The whole thing was broken, and 2016 was the worst year for these big projects. They were all late by months. We told Matt, “Yeah, we’re about a month out.” Suddenly, it’s a month later. Then it’s two months and three months later, and we’re still saying, “We don’t really know.” It was not a good situation. We had swung towards having deadlines, and we needed to swing back and understand what it would look like to have no deadlines.
We told Matt we needed to get back to a place where we had no deadlines. And yet, the marketing team and sales team would say that’s not very helpful because they needed these deadlines – or at least some estimate. We swung back and forth between this, where I’m reading books and trying to get good at it, then having none and finding that it breaks in other ways. It’s taken us years to actually figure this out. Only in the last six months or so have we realized how to do this.

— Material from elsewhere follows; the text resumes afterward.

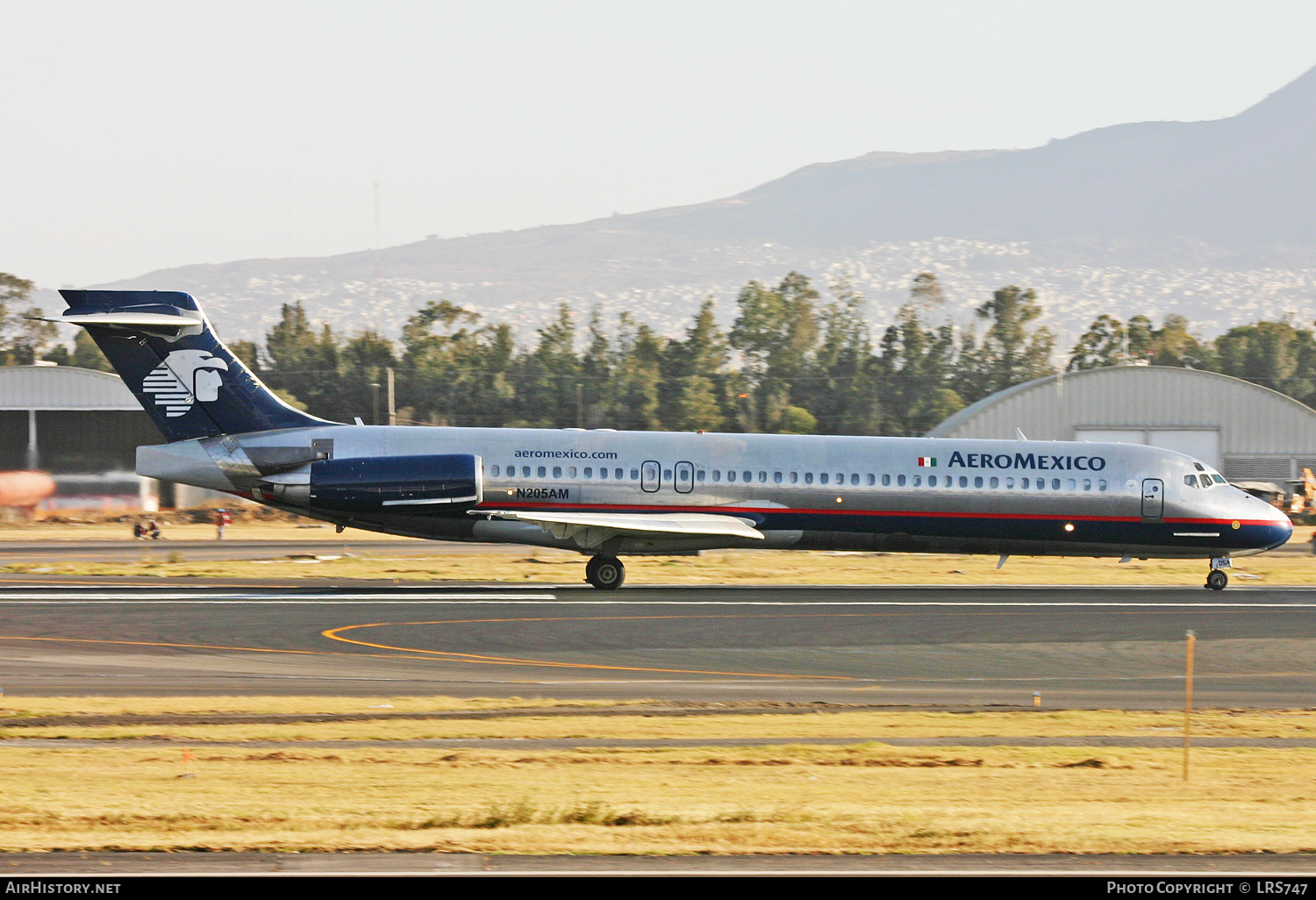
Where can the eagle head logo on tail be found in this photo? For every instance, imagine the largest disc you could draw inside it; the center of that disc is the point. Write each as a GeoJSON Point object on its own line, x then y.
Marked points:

The answer is obvious, staring us in the face all the time. I’ll tell you what it is, and I encourage you to try it. First of all, we knew that we were not going to ship a shit thing on time. We also know that building software is fluid and unpredictable.
“I highly, highly encourage you – if you’re at any scale whatsoever – to bring in program management”
You can take something to beta, give it to customers and think you’ve solved their problem, only to realize that you haven’t and that it’ll take you longer. Beta can take a week, two weeks or a month. It might even take three months, and we accepted this. We said, “Look, this is just a fluid, unpredictable thing.”
But we did figure that we should bring in program management And I highly, highly encourage you – if you’re at any scale whatsoever – to bring in program management. I was hesitant and resistant to this for a long time, I think, because I didn’t quite understand it.
It’s been incredibly powerful. Program management simply looks at the outcomes you ought to achieve and the work that needs to get done, and it breaks it up into milestones and figures out who should be involved in which stage.
Program management can actually be quite lightweight. Just by breaking these things up into phases, you’re actually able to get a lot of predictability – or at least you can start to say: “There are six phases here. We’re at stage three, and we know that stage four will be in this band of time. We don’t know about stage six yet, so it’s okay not to plan for six.” It’s simple, but incredibly effective. That was a huge insight for us.
So that’s it, the five pendulum swings: observing problems, trying to fix them, correcting, over-correcting and trying to find some balance in the middle.
These swings have been the hardest part of our jobs as we grow the company. The thing that I’ve realized is that they’re painful. They’re emotionally intense. They wear on you. I have more lines in my face than I had a year ago, than two years ago, than three years ago, because of them.
“The biggest thing I learned is that you need to be humble”
But you must take them on. You need to observe these problems, and you need to correct them. It’s better to over-correct and learn than to do nothing at all. So I encourage everybody, when you see these problems, to tackle them face on and actually try to correct them, even if it means doing something radical.
But most of all, the biggest thing I learned is that you need to be humble. Humility is a funny thing. I don’t know if there was ever a time when I personally wasn’t humble, though I’m sure there was, and people would tell me 20 examples of times I wasn’t. But humility is just about knowing that you don’t know something.
Many times, I was too dismissive. I said: “That’s not really us. I don’t really believe in that philosophically.” That wasn’t showing humility, and in fact it was showing some false hubris, subconsciously. I didn’t even know I was doing that.
So the lesson is to be humble and realize that when people bring you things and potential solutions and new ways of working, you should try and figure out if they’ll be useful for you. That’s it. Thank you very much.